For all the research and evidence suggesting that conventional television is becoming obsolete, it isn’t really the case for football. Amazon and Netflix continue to grow, as does YouTube, which the likes of Sky Sports are using more effectively by putting highlights of all Premier League games on for free access. But when it comes to live games, a loyal fanbase still tune in to Sky and BT Sport. Competition from the internet is not the biggest roadblock to greater success of these channels though. Rather, it is the broadcasting restrictions in place on a Saturday afternoon.
Between 2:45pm and 5:15pm, no live football can be shown anywhere in the United Kingdom and it has been that way since the 1960s. While the reasoning for this rule’s original introduction was sound enough – to combat low attendances at lower league and local grounds in case supporters stayed at home to watch on the TV – it has been rendered completely outdated. Not only do the broadcasters have a monopoly on the rights and how much they charge, but with ticket prices escalating right down the divisions, ordinary supporters are being priced out of watching the game they love at every turn. Football is cutting its nose off to spite its face.
With the two existing packages for English top-flight football, as well as the Champions League and Europa League, fans already must pay a four-figure annual sum. Amazon are dipping their toes in the water, showing two full rounds of the Premier League in, both well away from the ‘blackout’ restriction. Although a free month-long trial does technically mean their full coverage is accessible without expenditure, a full yearly subscription costs around £80.
Their pitch is nothing new; Eleven Sports attempted to offer packages for Spain’s La Liga and Italy’s Serie A, but the lack of option to watch it on the TV in the most comfortable setting was a contributing factor in the failure to attract subscribers. The project lasted less than a year. What has worked, though, is the main TV players utilising their own streaming services, such as Sky Go as well as quick highlight reels, meaning fans can watch at home and on the move. That is the real competition for the new kid on the block.
Despite having a lot of weight behind them, it is difficult to see Amazon truly breaking Sky and BT’s shared broken dominance, at least in the short-term. But the manner in which they introduced themselves did make fans sit up and take notice. Rather than opting for yet another weekend slot, which would see them get lost in among their rivals, they have decided to televise 20 games in big chunks, offering viewers their dream scenario.

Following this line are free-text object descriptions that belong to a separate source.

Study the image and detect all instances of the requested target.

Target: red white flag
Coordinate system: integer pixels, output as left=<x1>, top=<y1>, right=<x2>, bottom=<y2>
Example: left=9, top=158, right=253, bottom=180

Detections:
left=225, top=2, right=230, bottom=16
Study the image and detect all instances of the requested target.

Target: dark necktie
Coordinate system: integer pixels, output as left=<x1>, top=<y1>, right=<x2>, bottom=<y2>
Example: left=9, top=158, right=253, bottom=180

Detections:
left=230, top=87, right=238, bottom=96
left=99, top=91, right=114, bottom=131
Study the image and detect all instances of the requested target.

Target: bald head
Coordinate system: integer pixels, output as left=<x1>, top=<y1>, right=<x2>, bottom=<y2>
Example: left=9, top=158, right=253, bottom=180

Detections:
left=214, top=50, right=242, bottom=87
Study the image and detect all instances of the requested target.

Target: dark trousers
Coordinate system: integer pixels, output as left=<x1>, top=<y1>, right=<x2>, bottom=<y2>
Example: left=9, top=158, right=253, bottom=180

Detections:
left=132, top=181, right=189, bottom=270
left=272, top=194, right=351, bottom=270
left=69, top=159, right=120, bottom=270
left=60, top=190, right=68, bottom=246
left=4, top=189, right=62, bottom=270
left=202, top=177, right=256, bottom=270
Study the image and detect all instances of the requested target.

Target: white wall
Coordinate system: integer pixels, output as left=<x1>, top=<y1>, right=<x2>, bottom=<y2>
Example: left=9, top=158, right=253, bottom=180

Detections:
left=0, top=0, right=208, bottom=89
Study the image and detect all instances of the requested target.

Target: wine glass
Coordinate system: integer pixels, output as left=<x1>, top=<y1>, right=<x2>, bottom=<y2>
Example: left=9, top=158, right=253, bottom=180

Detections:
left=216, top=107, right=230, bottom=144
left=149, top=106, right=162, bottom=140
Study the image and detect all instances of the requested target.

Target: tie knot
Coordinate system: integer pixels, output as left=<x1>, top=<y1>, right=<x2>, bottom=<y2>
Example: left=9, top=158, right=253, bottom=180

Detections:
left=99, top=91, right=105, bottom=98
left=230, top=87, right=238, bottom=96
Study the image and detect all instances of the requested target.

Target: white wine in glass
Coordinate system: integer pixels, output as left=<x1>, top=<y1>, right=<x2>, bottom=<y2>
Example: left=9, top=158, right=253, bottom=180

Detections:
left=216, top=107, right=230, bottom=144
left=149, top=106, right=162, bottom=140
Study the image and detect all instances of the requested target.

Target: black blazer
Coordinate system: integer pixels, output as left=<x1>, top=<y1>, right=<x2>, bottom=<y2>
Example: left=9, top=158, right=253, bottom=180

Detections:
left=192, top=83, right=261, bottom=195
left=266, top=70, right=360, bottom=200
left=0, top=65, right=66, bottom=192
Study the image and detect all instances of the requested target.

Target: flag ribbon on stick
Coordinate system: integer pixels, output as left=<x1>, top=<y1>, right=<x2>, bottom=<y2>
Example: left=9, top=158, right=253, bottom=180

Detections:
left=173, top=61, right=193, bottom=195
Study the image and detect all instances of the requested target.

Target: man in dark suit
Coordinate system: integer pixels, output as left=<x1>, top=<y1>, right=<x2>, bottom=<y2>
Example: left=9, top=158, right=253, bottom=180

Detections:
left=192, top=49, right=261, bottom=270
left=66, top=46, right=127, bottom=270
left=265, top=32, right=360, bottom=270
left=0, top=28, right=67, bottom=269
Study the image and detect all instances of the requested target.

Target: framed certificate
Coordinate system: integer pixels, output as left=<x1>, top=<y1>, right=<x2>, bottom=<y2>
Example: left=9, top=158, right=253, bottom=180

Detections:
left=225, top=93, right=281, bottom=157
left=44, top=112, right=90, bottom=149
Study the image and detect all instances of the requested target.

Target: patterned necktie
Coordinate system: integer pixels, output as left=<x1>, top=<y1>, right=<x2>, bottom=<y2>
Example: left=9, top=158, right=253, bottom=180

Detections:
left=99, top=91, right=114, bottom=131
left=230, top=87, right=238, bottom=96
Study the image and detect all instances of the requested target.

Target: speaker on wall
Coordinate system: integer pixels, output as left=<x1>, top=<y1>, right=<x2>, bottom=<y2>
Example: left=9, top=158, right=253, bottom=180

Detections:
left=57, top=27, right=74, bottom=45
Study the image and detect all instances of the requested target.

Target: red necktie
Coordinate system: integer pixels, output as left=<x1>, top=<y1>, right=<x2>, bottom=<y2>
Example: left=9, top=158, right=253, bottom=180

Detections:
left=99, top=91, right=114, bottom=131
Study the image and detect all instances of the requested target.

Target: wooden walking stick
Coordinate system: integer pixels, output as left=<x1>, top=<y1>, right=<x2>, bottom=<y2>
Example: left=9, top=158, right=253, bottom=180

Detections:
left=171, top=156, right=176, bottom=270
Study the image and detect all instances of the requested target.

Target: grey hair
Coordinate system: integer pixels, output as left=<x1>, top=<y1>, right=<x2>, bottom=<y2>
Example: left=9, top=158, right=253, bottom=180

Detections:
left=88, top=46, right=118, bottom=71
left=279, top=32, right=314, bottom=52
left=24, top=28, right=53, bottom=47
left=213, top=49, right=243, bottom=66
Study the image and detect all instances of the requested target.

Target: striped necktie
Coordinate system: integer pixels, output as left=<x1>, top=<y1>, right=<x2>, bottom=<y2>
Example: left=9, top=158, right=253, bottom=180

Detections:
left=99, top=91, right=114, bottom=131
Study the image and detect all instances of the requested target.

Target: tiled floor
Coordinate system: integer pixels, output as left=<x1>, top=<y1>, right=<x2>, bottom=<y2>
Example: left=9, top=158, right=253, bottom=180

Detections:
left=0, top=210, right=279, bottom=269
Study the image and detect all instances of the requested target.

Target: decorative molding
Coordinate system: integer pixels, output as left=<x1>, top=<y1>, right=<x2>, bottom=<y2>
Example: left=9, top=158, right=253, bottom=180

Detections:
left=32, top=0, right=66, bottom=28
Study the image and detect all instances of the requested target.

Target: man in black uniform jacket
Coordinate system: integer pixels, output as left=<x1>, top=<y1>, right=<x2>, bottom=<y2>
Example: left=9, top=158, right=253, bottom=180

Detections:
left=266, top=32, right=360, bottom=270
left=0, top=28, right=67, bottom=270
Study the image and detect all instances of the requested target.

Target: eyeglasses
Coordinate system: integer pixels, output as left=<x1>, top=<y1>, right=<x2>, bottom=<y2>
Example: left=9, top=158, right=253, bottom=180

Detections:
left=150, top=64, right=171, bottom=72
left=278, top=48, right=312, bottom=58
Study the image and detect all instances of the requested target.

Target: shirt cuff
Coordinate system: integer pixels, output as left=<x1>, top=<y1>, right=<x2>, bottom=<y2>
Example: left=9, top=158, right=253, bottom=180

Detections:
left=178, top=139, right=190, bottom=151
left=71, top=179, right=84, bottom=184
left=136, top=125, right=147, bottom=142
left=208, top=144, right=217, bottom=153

Sky and BT have both seen the benefit of multiple match choice from their European and Football League coverage, but it was always likely to reach another level when done with the Premier League.
Whether Amazon can take on the establishment and win remains to be seen, but they have already made clear something many people had already been saying: the ‘blackout’ rule should be abolished. It is pre-historic and doesn’t even protect what it was supposed to anymore. Attendances are barely affected by TV coverage, if at all, while institutional programmes such as Match of the Day aren’t under threat from the new wave of highlight videos from Sky, available at the earliest convenience once the injunction is lifted on a Saturday, and they wouldn’t be by every game being televised. Sitting down at 10:30pm on a weekend evening is a tradition to lots of people, just as heading to the County Ground for Swindon vs Exeter is. To suggest they attract the kind of audience they do simply because Manchester City aren’t on TV is insulting.
Football fans overseas have much more instant access to the Premier League than those in the UK. NBC Sports in the United States, for example, offers up a similar match choice feature that has worked so well this week for Amazon, and as a result, people here are considering and accessing illegal streams of that coverage here. Clubs and associations everywhere are rightly opposing piracy in football, but it is completely counterintuitive to then charge extortionate ticket prices and restrict viewing times. Many people are losing touch with their favourite sport, but the irony about the rise against modern football is that the biggest problem is actually one of the oldest.
Like anything in life, football must move with the times. Streaming-only services have failed before, and while Smart TVs mean watching games on Amazon is as easy as watching on any ‘regular’ channel, connection issues and the fact it is another expense may count against it. On New Year’s Day, BT Sport will televise multiple Premier League games simultaneously, and it will only add to the calls for that setup to become a weekly occurrence.
If anything proves football is purely about business these days, it is the way it is broadcast. Kick-off times are moved without any thought for supporters and the money it costs to watch those matches is too much for many to accept. It has resulted in the growth of illegal streaming: the true modern legacy of the Saturday 3pm ‘blackout’ rule. The Premier League earns over £2bn from television rights alone, and the strange thing is, making every match available would gain them even more and give football back to the fans. It is time everybody moved into the 21st century.